Uma característica marcante da era moderna é a expansão da Europa e o estabelecimento de hegemonia cultural euro-americana em todo o mundo. Em nenhum lugar isso é mais profundo que na produção de conhecimento sobre o comportamento humano, história, sociedades e culturas. Como resultado, os interesses, preocupações, predileções, neuroses, preconceitos, instituições sociais e categorias sociais de euro-americanos têm dominado a escrita da história humana. Um dos efeitos desse eurocentrismo é a racialização do conhecimento: a Europa é representada como fonte de conhecimento, e os europeus, como conhecedores. Na verdade, o privilégio de gênero masculino como uma parte essencial do ethos europeu está consagrado na cultura da modernidade.
A escravização dos povos africanos e, principalmente, o cotidiano do tráfico humano e as relações de exploração e escravismo colonial no Novo Mundo constituíram espacialidades onde inúmeros estereótipos e projeções sobre as populações negras foram forjados.
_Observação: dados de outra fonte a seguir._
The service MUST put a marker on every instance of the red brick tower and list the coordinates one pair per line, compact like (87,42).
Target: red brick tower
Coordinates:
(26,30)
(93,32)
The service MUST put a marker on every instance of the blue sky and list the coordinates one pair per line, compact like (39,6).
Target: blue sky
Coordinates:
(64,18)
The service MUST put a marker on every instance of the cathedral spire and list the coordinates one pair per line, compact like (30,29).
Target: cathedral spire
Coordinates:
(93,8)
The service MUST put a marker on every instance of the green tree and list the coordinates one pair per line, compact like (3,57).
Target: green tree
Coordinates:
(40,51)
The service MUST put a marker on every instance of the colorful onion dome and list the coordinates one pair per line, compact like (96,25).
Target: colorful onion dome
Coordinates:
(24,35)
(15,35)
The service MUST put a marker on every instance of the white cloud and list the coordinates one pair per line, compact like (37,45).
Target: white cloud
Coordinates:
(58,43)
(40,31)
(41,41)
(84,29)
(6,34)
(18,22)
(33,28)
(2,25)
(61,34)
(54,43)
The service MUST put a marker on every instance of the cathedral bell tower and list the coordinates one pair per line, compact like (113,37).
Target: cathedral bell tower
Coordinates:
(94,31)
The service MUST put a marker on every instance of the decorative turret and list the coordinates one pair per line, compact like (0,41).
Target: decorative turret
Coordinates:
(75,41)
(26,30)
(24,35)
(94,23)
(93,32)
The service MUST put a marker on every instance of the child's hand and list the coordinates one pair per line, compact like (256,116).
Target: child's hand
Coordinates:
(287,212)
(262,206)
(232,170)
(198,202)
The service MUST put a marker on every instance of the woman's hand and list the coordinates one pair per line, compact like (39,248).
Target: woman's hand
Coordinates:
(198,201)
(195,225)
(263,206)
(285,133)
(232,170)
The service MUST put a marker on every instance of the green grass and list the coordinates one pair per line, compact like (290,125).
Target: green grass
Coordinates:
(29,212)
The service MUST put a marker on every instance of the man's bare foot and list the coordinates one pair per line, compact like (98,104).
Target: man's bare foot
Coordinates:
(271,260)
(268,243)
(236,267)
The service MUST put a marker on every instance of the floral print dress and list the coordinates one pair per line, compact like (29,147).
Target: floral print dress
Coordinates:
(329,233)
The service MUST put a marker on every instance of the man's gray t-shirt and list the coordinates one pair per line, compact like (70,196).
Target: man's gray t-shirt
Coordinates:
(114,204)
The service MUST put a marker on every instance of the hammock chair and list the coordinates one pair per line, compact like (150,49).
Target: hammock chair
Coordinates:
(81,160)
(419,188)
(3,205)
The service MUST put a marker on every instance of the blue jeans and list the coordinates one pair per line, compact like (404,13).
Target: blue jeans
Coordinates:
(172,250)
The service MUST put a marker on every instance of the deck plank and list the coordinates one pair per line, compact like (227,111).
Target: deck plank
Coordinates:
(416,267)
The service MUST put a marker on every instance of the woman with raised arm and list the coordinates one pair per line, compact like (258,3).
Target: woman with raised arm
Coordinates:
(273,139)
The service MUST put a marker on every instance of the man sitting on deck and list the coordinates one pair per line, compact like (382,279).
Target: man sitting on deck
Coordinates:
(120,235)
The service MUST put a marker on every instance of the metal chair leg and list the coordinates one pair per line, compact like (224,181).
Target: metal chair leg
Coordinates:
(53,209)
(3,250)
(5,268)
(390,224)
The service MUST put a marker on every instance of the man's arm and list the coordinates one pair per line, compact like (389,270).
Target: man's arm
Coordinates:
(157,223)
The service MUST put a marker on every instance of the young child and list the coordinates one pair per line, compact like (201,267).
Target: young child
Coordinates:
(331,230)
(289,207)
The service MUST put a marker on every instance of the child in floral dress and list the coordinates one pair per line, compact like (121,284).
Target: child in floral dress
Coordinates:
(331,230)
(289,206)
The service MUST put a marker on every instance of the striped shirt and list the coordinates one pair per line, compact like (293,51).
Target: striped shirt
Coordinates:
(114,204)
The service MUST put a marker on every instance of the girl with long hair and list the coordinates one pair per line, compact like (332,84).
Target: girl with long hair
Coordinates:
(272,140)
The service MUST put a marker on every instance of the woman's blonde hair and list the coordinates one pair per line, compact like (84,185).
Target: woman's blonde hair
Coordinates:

As mulheres e os homens negros sempre foram estigmatizados como indivíduos exóticos, irracionais, fetichistas, bárbaros, incivilizados, dentre outros adjetivos, classificações e juízos de valores de grande teor etnocêntrico e, sobretudo, racista. A submissão e escravização dos povos africanos geraram várias projeções imagéticas sobre as mulheres e os homens negros, que eram visualizados pelo olhar nocivo do colonizador como meros animais, desprovidos de razão, inteligência, cognoscência, humanidade e cultura. Além de seres animalescos, as populações negras escravizadas também passaram a serem coisificadas como objetos, cargas, mercadorias de grande valor e potencial mercadológico e financeiro no comércio transatlântico. Para Frantz Fanon, as fobias existentes em relação aos indivíduos negros são relacionadas ao medo de seu biológico, pois x negrx é somente vistx como um ser essencialmente biológico. Ou seja, estereotipadx a partir da sua materialidade fenotípica. Assim, houve o desenvolvimento de um processo constante de usurpação da humanidade das populações africanas a partir da dissociação simbólica entre corpo e psique, prática que construiu o imaginário coletivo racista ocidental composto por inúmeros mitos e estereótipos que foram naturalizados e normalizados, propagados historicamente através de dinâmicas citacionais de repetição, nos termos do filósofo Jacques Derrida a partir do pensamento de Judith Butler. A raça, assim como o gênero, são construtos performativos compostos por sequências de atos que operam para estabelecer a aparência da rigidez corporal e da fixidez das identidades, estabelecidos através de dinâmicas de repetições obsessivas nas relações de força, que excluem os indivíduos, estabelecem tabus e constroem os sujeitos abjetos. De acordo com Homi Bhabha:
Como forma de crença dividida e múltipla, o estereótipo requer, para uma significação bem sucedida, uma cadeia contínua e repetitiva de outros estereótipos. O processo pelo qual o ‘mascaramento’ metafórico é inscrito em uma falta, que deve então ser ocultada, cria ao estereótipo sua fixidez e sua qualidade fantasmática – sempre as mesmas histórias sobre a animalidade do negro (…) tem de ser contadas (compulsivamente) repetidamente, e são gratificantes e aterrorizantes de modo diferente a cada vez.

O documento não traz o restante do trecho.